"Wilbur Smith - Egyptian 01 - Warlock" - читать интересную книгу автора (Smith Wilbur)




Taita led Nefer through the narrow lanes, past temples and palaces now inhabited only by the lizard and
the scorpion, until they reached the deserted central square. In its centre stood the monument to Lord
Tanus and his triumph over the armies of bandits who had almost choked the life out of the richest and
most powerful nation on earth. The monument was a bizarre pyramid of human skulls, cemented together
and protected by a shrine made of red rock slabs. A thousand and more skulls grinned down upon the
boy as he read aloud the inscription on the stone portico: 'Our severed heads bear witness to the battle at
this place in which we died beneath the sword of Tanus Lord Harrab. May all the generations that follow
learn from that mighty lord's deeds the glory of the gods and the power of righteous men. Thus decreed
in the fourteenth year of the reign of the God Pharaoh Mamose.'



Squatting in the monument's shadow Taita watched the Prince as he walked around the monument,
pausing every few paces with hands on hips to study it from every angle. Although Taita's expression was
remote his eyes were fond. His love for the lad had its origins in two other lives. The first of these was
Lostris, Queen of Egypt. Taita was a eunuch, but he had been gelded after puberty and had once loved a
woman. Because of his physical mutilation Taita's love was pure, and he had lavished it all on Queen
Lostris, Nefer's grandmother. It was a love so encompassing that even now, twenty years after her death,
it stood at the centre of his existence.



The other person from whom his love for Nefer sprang was Tanus, Lord Harrab, to whom this
monument had been erected. He had been dearer than a brother to Taita. They were both gone now,
Lostris and Tanus, but their blood mingled strongly in this child's veins. From their illicit union so long ago
had sprung the child who had grown up to become the Pharaoh Tamose, who now led the squadron of
chariot that had brought them here; the father of Prince Nefer.

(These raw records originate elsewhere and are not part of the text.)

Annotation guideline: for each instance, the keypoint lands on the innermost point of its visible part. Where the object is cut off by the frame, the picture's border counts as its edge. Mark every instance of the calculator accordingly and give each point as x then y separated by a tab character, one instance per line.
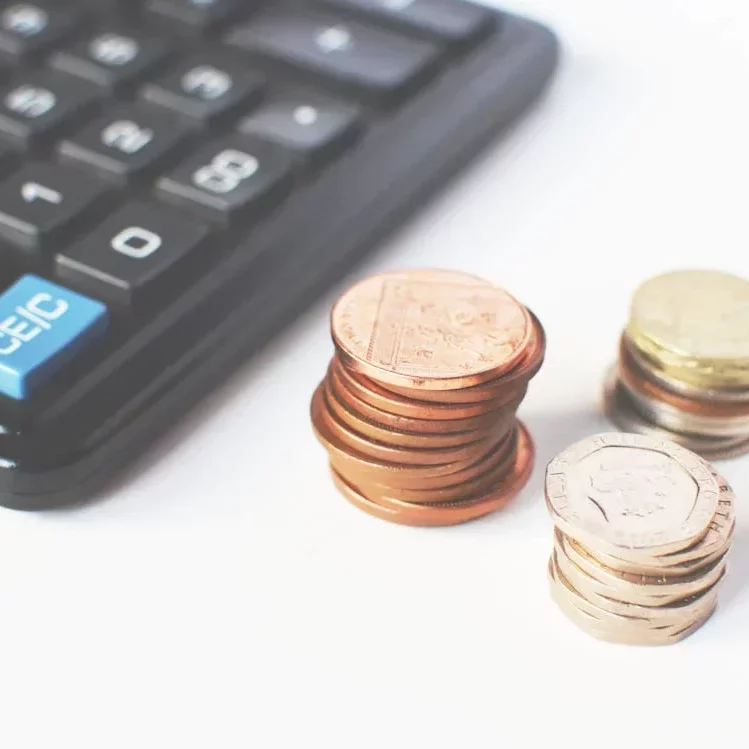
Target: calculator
183	178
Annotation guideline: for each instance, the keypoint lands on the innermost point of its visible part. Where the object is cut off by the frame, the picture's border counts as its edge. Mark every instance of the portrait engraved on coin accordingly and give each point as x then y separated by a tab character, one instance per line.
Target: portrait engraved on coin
430	327
444	330
631	492
629	486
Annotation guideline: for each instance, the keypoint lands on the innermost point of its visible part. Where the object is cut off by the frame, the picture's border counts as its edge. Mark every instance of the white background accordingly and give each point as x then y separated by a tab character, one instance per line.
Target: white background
225	596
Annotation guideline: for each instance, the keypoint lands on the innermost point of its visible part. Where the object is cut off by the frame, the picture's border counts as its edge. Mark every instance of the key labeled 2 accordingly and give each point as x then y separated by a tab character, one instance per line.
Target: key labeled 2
233	175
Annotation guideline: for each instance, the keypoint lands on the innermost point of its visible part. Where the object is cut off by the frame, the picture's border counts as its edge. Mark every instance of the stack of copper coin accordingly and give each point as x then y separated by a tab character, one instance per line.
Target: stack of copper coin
683	370
417	410
643	528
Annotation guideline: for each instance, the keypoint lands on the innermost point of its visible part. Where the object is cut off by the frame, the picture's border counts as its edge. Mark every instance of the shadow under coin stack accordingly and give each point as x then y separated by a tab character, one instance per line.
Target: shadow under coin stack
683	370
643	527
417	410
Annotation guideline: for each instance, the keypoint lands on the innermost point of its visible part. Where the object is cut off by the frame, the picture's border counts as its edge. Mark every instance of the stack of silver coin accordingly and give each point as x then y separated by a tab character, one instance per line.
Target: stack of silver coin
643	529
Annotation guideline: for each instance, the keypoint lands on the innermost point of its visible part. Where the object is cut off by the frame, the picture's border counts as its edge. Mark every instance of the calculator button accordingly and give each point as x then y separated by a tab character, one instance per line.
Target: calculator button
237	174
124	143
444	20
42	325
28	28
373	62
38	105
313	126
195	14
130	259
39	203
112	58
205	87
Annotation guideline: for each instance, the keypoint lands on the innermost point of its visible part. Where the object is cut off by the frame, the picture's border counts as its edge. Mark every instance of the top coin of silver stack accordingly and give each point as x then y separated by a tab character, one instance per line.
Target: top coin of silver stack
643	528
683	369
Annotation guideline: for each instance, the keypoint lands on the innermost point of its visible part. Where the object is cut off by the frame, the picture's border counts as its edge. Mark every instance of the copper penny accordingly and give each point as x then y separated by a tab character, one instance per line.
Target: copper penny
391	436
396	453
350	461
520	374
450	513
370	395
398	477
451	425
497	466
420	331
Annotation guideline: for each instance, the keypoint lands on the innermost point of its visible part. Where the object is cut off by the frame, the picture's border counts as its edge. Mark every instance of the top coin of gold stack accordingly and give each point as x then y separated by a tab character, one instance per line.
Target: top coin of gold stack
683	370
417	410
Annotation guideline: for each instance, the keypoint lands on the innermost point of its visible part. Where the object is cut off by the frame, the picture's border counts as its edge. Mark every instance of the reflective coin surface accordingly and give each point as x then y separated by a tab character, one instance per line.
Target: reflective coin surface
623	493
432	330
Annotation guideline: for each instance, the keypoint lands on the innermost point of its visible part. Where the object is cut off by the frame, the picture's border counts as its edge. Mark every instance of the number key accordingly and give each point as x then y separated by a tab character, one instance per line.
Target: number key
237	174
36	107
128	142
42	203
133	257
205	87
112	58
28	28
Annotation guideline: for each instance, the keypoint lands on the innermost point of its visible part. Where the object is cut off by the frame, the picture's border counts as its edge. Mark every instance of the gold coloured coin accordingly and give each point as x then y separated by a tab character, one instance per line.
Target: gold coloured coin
594	579
695	324
620	635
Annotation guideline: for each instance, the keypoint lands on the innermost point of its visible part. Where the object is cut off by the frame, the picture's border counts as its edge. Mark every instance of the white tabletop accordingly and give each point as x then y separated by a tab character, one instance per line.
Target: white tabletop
226	596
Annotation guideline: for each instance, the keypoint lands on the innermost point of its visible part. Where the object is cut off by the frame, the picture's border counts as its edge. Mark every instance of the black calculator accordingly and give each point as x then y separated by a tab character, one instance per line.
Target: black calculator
182	178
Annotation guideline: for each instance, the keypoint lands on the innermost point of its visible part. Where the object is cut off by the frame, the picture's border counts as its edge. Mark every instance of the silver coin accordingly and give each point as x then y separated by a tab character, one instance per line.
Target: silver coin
622	411
631	495
673	419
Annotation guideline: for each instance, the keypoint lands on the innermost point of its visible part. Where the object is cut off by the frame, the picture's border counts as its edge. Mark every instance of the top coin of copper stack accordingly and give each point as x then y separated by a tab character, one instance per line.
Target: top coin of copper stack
417	410
683	370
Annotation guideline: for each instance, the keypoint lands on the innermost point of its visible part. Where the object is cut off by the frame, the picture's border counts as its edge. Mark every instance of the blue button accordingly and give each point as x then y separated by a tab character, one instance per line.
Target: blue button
41	326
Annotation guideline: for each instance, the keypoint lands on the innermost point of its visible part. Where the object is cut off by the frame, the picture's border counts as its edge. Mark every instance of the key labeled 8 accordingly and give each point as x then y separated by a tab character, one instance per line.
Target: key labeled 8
226	172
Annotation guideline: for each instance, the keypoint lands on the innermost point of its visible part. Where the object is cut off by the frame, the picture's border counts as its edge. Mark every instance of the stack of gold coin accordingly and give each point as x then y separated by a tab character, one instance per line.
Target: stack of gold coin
643	528
417	410
683	369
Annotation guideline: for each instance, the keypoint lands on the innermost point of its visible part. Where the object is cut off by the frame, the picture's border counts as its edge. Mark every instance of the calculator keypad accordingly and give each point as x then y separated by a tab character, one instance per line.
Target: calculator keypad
130	258
125	143
39	203
145	137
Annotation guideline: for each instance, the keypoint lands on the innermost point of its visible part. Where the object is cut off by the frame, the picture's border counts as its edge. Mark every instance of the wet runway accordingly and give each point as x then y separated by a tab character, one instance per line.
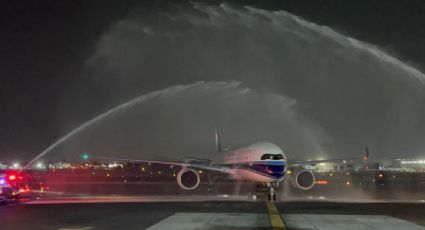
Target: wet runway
207	212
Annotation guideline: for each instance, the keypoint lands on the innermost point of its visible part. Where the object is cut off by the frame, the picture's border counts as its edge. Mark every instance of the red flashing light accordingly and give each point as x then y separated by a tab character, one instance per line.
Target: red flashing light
12	177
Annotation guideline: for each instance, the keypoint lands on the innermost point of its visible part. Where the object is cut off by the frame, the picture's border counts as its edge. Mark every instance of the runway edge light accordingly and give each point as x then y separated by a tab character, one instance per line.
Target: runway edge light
85	156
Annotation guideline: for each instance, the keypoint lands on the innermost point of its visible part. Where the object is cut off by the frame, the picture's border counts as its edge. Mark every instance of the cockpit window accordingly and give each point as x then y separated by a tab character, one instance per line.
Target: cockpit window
269	156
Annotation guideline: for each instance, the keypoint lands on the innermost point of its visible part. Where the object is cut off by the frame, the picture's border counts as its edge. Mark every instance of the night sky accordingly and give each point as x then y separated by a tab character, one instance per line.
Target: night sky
52	73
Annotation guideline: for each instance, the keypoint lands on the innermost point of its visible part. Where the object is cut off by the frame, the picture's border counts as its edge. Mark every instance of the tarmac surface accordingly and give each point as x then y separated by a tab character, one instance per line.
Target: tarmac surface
208	212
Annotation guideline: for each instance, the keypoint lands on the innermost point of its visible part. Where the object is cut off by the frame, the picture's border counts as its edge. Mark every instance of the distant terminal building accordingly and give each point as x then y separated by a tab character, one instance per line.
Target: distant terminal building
416	164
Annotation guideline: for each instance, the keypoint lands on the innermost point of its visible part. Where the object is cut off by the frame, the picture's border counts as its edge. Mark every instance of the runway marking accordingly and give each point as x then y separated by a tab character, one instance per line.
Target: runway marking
197	221
275	218
76	228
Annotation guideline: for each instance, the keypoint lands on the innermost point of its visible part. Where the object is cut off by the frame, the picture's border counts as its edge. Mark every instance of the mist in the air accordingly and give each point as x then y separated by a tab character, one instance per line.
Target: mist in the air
261	75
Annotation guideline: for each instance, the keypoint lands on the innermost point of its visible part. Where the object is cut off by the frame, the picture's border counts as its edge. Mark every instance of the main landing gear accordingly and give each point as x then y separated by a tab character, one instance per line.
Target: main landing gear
269	189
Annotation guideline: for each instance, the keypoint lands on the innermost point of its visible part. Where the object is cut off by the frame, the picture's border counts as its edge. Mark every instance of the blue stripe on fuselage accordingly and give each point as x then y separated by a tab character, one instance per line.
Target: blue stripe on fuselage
273	169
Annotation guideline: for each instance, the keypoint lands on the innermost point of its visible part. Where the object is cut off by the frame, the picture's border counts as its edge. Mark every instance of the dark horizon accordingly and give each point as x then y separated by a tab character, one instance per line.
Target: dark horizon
54	78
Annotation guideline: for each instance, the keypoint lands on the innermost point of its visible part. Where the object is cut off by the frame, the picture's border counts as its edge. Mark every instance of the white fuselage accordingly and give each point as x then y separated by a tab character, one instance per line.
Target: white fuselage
261	162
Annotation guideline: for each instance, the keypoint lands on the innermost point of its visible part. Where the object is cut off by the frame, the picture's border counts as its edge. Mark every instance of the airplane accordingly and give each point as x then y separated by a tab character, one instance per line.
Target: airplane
263	163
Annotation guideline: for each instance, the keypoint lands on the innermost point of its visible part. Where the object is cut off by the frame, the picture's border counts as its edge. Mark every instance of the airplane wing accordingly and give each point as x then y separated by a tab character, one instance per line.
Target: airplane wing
304	163
207	167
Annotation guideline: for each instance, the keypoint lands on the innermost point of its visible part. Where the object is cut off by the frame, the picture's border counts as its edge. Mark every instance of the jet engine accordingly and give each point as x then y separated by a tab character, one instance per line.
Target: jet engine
188	179
304	180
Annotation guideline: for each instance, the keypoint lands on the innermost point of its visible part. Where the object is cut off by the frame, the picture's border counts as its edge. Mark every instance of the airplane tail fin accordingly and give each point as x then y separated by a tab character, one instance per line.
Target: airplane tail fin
366	154
218	146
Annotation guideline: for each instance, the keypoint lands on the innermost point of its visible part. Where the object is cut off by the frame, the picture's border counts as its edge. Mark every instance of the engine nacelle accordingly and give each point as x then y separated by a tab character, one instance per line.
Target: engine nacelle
303	179
188	179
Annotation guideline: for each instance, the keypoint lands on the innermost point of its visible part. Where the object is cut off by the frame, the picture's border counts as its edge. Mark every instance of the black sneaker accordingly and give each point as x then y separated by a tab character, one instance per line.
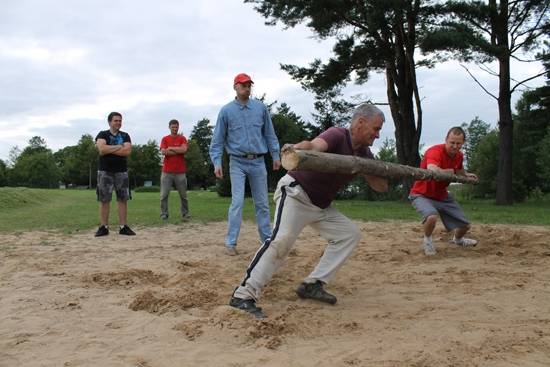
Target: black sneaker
125	230
102	231
248	305
315	291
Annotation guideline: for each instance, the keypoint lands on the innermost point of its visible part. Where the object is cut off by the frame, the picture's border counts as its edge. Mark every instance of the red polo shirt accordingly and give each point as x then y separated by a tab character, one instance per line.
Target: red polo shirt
437	155
173	163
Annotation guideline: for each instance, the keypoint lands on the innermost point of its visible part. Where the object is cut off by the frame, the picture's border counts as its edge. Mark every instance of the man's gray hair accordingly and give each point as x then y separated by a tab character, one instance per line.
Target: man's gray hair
368	111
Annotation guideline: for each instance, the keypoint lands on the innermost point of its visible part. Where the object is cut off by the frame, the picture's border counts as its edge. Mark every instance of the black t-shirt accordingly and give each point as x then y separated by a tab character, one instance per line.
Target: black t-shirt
112	162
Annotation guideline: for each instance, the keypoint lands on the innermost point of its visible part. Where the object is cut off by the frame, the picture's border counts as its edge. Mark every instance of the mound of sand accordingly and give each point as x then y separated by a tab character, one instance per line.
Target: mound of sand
160	299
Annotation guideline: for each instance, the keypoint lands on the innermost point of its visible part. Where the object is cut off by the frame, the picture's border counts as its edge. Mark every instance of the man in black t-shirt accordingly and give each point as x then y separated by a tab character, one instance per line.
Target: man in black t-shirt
114	146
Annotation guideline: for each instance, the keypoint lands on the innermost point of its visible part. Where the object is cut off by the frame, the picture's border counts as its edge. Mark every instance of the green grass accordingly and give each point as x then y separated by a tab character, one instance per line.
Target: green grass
75	210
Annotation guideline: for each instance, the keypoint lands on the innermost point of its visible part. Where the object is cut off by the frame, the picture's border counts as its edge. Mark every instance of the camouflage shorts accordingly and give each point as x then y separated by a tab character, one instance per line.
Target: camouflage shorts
107	181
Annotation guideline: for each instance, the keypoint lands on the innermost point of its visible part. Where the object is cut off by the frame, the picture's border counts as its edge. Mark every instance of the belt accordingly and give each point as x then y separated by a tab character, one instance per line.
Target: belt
249	155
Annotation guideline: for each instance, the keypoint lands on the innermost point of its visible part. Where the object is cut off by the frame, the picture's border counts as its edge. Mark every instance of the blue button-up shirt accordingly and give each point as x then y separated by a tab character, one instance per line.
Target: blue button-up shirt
243	129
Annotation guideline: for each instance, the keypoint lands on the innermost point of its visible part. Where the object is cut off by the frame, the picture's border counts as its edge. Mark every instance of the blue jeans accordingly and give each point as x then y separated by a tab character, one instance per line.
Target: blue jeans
254	170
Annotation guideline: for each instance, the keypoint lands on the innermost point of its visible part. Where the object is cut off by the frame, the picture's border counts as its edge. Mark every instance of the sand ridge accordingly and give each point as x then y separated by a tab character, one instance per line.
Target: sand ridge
160	299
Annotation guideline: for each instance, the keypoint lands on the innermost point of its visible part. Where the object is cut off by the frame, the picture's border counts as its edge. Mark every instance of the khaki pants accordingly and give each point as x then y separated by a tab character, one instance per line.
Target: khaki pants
167	181
293	212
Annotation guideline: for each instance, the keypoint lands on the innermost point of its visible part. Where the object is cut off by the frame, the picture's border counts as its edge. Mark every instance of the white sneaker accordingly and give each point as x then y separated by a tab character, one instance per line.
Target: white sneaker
464	242
429	248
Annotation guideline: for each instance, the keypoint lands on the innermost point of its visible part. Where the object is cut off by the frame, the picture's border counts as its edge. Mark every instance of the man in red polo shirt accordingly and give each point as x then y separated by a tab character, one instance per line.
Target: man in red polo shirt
173	148
431	198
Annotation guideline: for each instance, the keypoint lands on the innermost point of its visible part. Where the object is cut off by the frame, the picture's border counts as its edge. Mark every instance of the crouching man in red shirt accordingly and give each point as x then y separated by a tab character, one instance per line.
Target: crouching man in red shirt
173	148
431	198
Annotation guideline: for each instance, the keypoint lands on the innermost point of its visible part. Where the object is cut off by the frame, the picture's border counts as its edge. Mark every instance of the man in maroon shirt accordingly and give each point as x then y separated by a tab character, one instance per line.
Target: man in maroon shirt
173	148
303	198
431	198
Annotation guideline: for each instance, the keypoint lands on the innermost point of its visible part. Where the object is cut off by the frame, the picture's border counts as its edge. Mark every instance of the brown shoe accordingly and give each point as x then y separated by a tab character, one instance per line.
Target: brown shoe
231	251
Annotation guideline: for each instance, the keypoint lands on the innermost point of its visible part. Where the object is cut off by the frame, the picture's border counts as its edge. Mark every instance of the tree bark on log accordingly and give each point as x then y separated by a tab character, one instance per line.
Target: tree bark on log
309	160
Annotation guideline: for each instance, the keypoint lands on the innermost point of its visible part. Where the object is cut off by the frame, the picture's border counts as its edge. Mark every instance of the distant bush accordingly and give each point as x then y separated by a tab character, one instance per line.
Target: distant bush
147	189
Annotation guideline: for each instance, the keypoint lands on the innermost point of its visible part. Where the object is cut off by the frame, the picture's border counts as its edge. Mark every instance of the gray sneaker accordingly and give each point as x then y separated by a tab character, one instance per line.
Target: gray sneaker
315	291
464	242
429	248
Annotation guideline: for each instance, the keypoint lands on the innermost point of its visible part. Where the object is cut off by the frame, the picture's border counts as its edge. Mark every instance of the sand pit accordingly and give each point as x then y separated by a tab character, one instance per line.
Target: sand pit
160	299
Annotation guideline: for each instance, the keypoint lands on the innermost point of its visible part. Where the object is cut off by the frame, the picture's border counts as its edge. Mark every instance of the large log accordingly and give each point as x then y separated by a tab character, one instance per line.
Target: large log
309	160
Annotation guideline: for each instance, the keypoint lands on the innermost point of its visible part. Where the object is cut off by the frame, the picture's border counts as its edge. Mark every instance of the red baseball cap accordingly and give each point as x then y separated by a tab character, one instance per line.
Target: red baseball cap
242	78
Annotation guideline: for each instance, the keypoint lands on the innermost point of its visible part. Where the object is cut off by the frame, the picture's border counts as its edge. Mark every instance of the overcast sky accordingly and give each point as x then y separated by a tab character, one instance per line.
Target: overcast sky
65	64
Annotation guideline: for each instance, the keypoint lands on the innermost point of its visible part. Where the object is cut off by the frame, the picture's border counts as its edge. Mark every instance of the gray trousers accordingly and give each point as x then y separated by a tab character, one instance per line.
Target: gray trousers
167	181
293	212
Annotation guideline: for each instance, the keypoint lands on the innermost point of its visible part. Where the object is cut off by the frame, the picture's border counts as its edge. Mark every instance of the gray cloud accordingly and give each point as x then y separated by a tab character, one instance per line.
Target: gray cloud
65	67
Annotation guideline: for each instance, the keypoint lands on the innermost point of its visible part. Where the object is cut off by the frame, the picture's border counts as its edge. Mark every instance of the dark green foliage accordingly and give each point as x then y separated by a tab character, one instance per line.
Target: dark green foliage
202	135
475	131
370	36
144	164
493	31
200	168
484	163
78	163
35	166
3	173
200	173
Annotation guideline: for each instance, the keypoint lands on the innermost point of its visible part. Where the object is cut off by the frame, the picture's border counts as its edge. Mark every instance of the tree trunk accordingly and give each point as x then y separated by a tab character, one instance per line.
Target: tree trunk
308	160
403	95
504	194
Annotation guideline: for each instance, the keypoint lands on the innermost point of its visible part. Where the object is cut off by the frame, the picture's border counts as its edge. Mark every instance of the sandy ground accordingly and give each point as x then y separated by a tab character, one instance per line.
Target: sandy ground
160	299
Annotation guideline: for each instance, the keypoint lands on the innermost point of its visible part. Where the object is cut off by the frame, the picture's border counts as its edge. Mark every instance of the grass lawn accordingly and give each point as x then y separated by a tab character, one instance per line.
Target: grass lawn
74	210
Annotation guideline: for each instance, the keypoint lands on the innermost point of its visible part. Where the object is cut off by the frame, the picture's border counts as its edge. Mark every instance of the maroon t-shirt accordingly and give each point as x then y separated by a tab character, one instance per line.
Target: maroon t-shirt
322	187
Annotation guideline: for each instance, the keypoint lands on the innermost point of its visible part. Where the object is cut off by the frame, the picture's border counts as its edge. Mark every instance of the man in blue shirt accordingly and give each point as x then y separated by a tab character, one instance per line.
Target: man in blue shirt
245	130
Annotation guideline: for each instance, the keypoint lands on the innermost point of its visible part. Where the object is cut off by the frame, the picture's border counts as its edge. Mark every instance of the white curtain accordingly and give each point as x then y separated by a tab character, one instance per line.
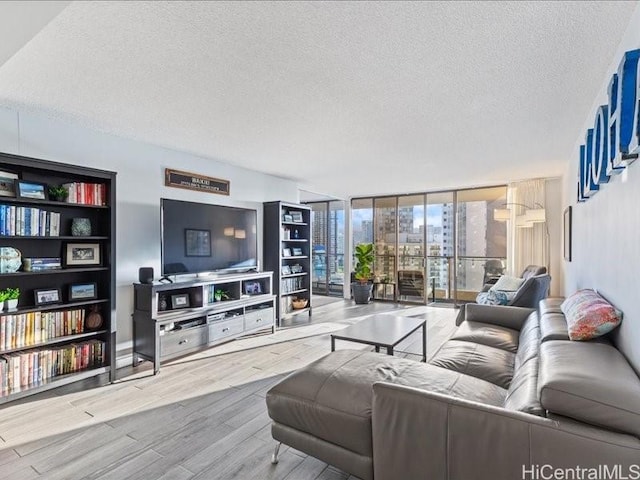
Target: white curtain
526	246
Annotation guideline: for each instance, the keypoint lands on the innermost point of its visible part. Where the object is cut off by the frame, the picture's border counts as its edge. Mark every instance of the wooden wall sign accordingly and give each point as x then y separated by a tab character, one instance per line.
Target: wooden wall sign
194	181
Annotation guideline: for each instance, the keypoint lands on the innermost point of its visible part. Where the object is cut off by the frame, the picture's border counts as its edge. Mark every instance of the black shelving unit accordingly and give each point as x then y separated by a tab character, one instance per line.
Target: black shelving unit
287	228
102	338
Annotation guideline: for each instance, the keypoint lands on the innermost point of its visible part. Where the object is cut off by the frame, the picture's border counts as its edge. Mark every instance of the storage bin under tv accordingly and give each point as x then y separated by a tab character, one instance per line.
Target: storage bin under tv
174	319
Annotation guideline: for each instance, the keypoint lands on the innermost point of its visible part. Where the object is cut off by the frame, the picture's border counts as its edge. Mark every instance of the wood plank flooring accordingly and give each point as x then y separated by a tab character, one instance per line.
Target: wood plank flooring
202	417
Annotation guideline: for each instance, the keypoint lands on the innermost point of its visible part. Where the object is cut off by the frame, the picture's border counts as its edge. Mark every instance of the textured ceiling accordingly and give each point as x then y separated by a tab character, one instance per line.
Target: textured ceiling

'Tata, show me where it was that you captured the leader of the robber barons.' Nefer's voice cracked
with excitement and the onset of puberty. 'Was it here?' He ran to the broken-down wall at the south
side of the square. 'Tell me the story again.'



'No, it was here. This side,' Taita told him, stood up and strode on those long, stork-thin legs to the
eastern wall. He looked up to the crumbling summit. The ruffian's name was Shufti, and he was one-eyed
and ugly as the god Seth. He was trying to escape from the battle by climbing over the wall up there.'
Taita stooped and picked up half of a baked-mud brick from the rubble and suddenly hurled it upwards.
It sailed over the top of the high wall. 'I cracked his skull and brought him down with a single throw.'
Even though Nefer knew, at first hand, the old man's strength, and that his powers of endurance were
legend, he was astonished by that throw. He is old as the mountains, older than my grandmother, for he
nursed her as he has done me, Nefer marvelled. Men say he has witnessed two hundred inundations of
the Nile and that he built the pyramids with his own hands. Then aloud he asked, 'Did you hack off his
head, Tata, and place it on that pile there?' He pointed at the grisly monument.